The purpose of the research is not to just to compare the performance of a Bayesian Generalized Linear regression and Stasmodels to that of a Skit-Learn logistic regression model, or merely discover meaningful interactions between parameters, but to provide insights into possible reasons certain predictive models are preferred over others for given tasks, and also highlight that even though some models perform better than others, still, the inferior models on that task may, or may not, provide insight about other aspects of the data in a way that the selected model does not. (NB: My assumption was Bayesian linear models and Statsmodels are inferior to Skit-Learn library logistic regression since they tend to overfit outliers, the project can confirm this too). For example, they can help us understand the actual effect that tempering with individual parameters has on the outcome, if at all the given parameter does affect the outcome at all.

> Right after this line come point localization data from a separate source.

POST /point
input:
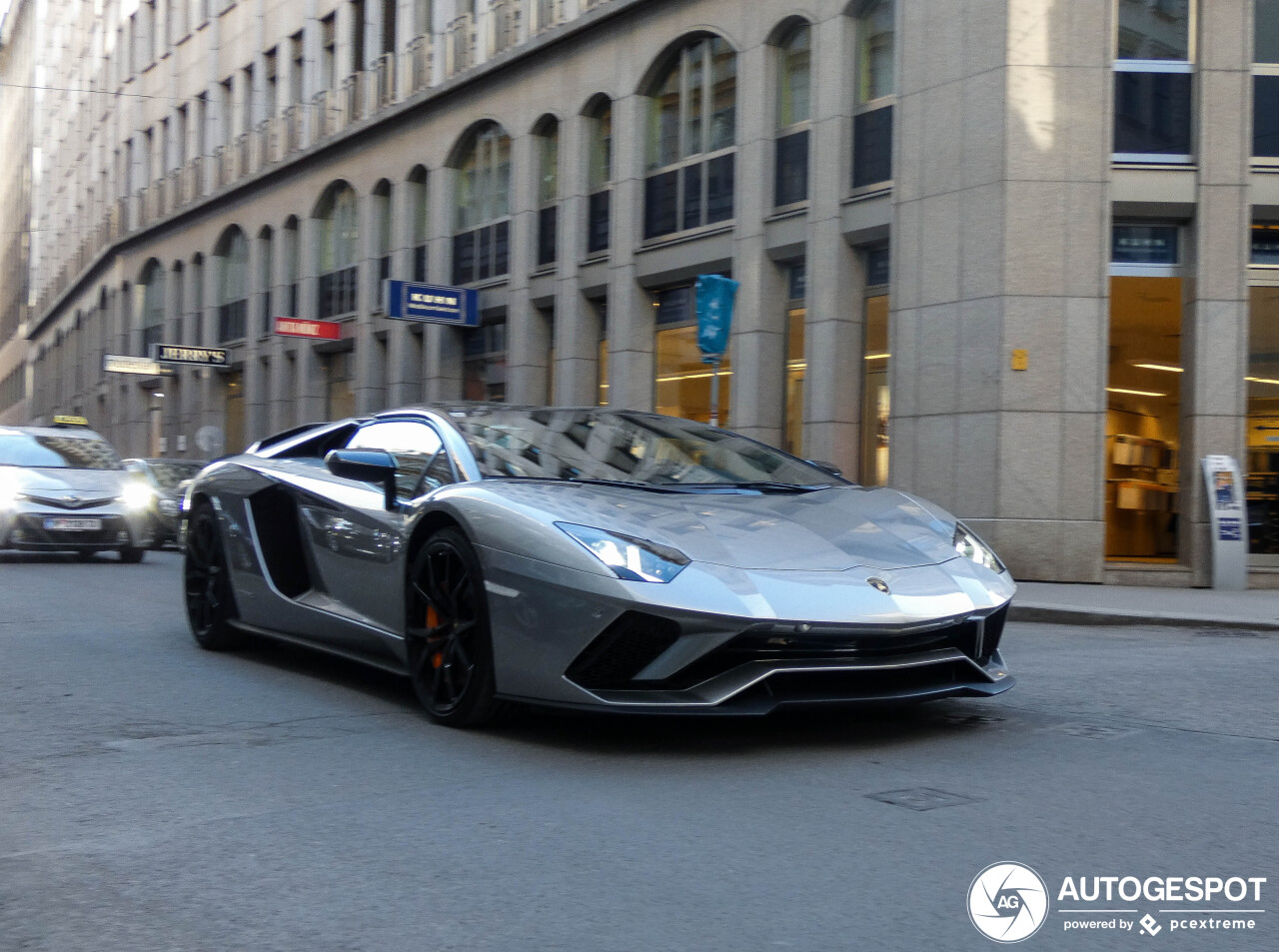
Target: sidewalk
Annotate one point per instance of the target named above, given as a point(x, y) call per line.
point(1122, 604)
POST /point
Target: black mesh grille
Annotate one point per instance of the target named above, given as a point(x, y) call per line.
point(622, 650)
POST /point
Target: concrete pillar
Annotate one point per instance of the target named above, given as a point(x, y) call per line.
point(1215, 324)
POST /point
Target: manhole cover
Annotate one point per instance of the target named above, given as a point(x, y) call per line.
point(1095, 731)
point(922, 799)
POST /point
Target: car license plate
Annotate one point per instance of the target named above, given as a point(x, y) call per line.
point(64, 524)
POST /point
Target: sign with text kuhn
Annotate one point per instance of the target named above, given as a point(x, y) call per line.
point(301, 328)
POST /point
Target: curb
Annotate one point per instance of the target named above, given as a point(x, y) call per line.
point(1056, 614)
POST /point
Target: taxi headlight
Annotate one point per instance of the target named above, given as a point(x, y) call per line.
point(630, 558)
point(136, 495)
point(971, 547)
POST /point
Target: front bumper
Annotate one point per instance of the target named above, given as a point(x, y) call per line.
point(589, 641)
point(26, 527)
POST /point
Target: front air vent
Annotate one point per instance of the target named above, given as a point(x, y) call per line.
point(622, 650)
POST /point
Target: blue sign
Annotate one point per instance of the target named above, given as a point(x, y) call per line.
point(715, 296)
point(430, 303)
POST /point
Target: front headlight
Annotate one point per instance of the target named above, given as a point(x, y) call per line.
point(630, 558)
point(971, 547)
point(136, 495)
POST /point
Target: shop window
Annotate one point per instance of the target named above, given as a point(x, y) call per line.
point(232, 253)
point(797, 366)
point(1152, 82)
point(338, 248)
point(484, 362)
point(599, 177)
point(481, 237)
point(151, 287)
point(690, 140)
point(1263, 439)
point(683, 381)
point(876, 404)
point(1265, 81)
point(790, 169)
point(339, 385)
point(1142, 467)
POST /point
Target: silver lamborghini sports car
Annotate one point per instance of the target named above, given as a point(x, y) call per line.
point(590, 557)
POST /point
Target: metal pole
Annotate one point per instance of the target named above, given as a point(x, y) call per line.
point(715, 393)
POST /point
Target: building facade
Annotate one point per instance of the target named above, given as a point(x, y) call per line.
point(1013, 256)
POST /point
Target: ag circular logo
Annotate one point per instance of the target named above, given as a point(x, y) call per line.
point(1008, 902)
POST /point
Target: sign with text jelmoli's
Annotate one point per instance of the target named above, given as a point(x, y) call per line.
point(301, 328)
point(407, 301)
point(181, 354)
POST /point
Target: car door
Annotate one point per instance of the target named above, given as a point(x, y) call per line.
point(357, 548)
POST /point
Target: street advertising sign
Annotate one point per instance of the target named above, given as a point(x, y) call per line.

Knowledge about parameter interactions and the models’ accuracies are indispensable as any incorrect diagnosis, especially false negative diagnosis, presents a very high cost financially and emotionally to the patient and their relatives, of which my family and I have fallen victims of. It is, therefore, my hope that mining the behavior of Generalized Bayesian Linear regression models inspires criticism of other models currently employed and not employed in clinical diagnosis of breast cancer.